En deux ans, plus de 400 000 personnes se sont présentées pour bénéficier de l’aide alimentaire. Les fruits et légumes sont les plus demandés, souvent parce que l’inflation a renchérit leur prix.  

Le Salon de l’Agriculture est aussi synonyme de solidarité : les fruits et légumes de la fameuse Tour FL sur l’espace d’Interfel ont été donnés aux Banques Alimentaires pour redistribution
© Juliette Dumoulin-Tamboise/Twitter

Pendant le Salon International de l’Agriculture 2023, le réseau des Banques Alimentaires a présenté la nouvelle édition de son étude Profils. Elle permet d’établir le profil sociodémographique des personnes accompagnées. Cette étude est réalisée depuis 2012 et menée tous les deux ans auprès des Centres Communaux d’Action Sociale (CCAS) et d’autres associations partenaires du réseau. Cette édition a été réalisée avec l’institut CSA.

Les fruits et légumes très demandés

A la fin de l’année 2022, le réseau constatait une hausse de 9% de la demande d’aide alimentaire. En moins de deux ans, 400 000 nouvelles personnes se sont présentées dans les associations partenaires du réseau. Pour deux tiers des personnes interrogées, l’aide alimentaire est jugée «essentielle, dont on ne peut pas se passer ». Ce critère accuse une progression de + 15 points par rapport à 2020.

Désormais, près de 6 personnes sur dix se présentent à une association d’aide alimentaire deux fois par semaine (+6 % vs 2020). de nouvelles catégories de personnes en état de précarité alimentaire émergent : les « travailleurs pauvres » et les retraités. 17% des personnes accueillies sont à la retraite  et 17% d’entre elles ont un emploi (dont  60% à temps partiel).
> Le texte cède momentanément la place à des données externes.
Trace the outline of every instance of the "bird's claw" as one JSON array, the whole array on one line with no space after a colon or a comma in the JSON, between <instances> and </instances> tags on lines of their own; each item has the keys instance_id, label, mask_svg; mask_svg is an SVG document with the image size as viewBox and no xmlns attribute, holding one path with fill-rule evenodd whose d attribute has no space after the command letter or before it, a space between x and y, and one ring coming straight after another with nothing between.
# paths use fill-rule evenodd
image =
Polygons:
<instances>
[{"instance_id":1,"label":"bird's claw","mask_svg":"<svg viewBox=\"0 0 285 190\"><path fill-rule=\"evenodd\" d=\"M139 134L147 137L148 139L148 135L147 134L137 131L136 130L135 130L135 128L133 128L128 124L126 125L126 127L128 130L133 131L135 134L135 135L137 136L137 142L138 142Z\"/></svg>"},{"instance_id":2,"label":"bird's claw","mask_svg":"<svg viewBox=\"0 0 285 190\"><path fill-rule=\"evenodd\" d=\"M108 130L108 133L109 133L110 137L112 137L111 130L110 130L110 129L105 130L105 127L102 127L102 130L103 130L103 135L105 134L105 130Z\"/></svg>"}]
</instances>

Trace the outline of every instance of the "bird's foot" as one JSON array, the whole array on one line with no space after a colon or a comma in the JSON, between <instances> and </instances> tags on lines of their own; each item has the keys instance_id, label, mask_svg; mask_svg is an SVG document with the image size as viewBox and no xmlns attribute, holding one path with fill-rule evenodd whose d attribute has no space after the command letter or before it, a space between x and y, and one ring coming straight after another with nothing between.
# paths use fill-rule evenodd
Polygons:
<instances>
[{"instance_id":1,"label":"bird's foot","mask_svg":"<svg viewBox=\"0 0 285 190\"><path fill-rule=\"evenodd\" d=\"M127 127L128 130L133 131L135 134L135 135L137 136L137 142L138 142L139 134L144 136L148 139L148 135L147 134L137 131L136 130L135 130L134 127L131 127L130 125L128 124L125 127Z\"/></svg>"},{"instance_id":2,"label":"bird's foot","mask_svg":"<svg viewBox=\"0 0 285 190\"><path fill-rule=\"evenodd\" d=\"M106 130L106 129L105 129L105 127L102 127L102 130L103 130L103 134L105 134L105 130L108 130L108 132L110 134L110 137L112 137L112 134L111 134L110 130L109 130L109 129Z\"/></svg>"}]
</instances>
Les personnes souhaitent en priorité avoir accès aux produits qui pèsent sur leur budget : les fruits et légumes et produits protéinés (viande, poisson, œufs). Ces attentes renvoient aussi à un enjeu d’équilibre nutritionnel majeur (71% des personnes déclarent au moins un problème de santé)

Outremer : un constat encore plus qu’alarmant  

Par ailleurs, une « étude flash » a été mené sur l’impact de l’inflation sur les bénéficiaires des Banques alimentaires dans le domaine outremer, spécifiquement en Guadeloupe, en Martinique et à La Réunion. La situation de ces départements est différente de celle de la métropole car ils sont fortement dépendant de l’importation de denrées alimentaires, qui renchérit les couts.

Le budget alimentaire journalier des personnes accompagnées par les Banques Alimentaires accuse aussi des différences. Il est en moyenne de 3,70 euros en Martinique, 3,40 euros en Guadeloupe et 3,10 euros à La Réunion. Pour mémoire, il est de 4,80 euros en métropole. Parallèlement. Selon l’étude flash, les prix de l’alimentaire, deuxième poste de dépenses, auraient progressé de 14% en un an.

La plupart des personnes interrogées n’ont pas été en mesure de renforcer leur budget alimentaires. Du coup, elles se sont reportées sur les produits les moins onéreux (90% des interrogés). Dans ce contexte, les achats de légumes ont très fortement chuté, suivis par les produits carnés.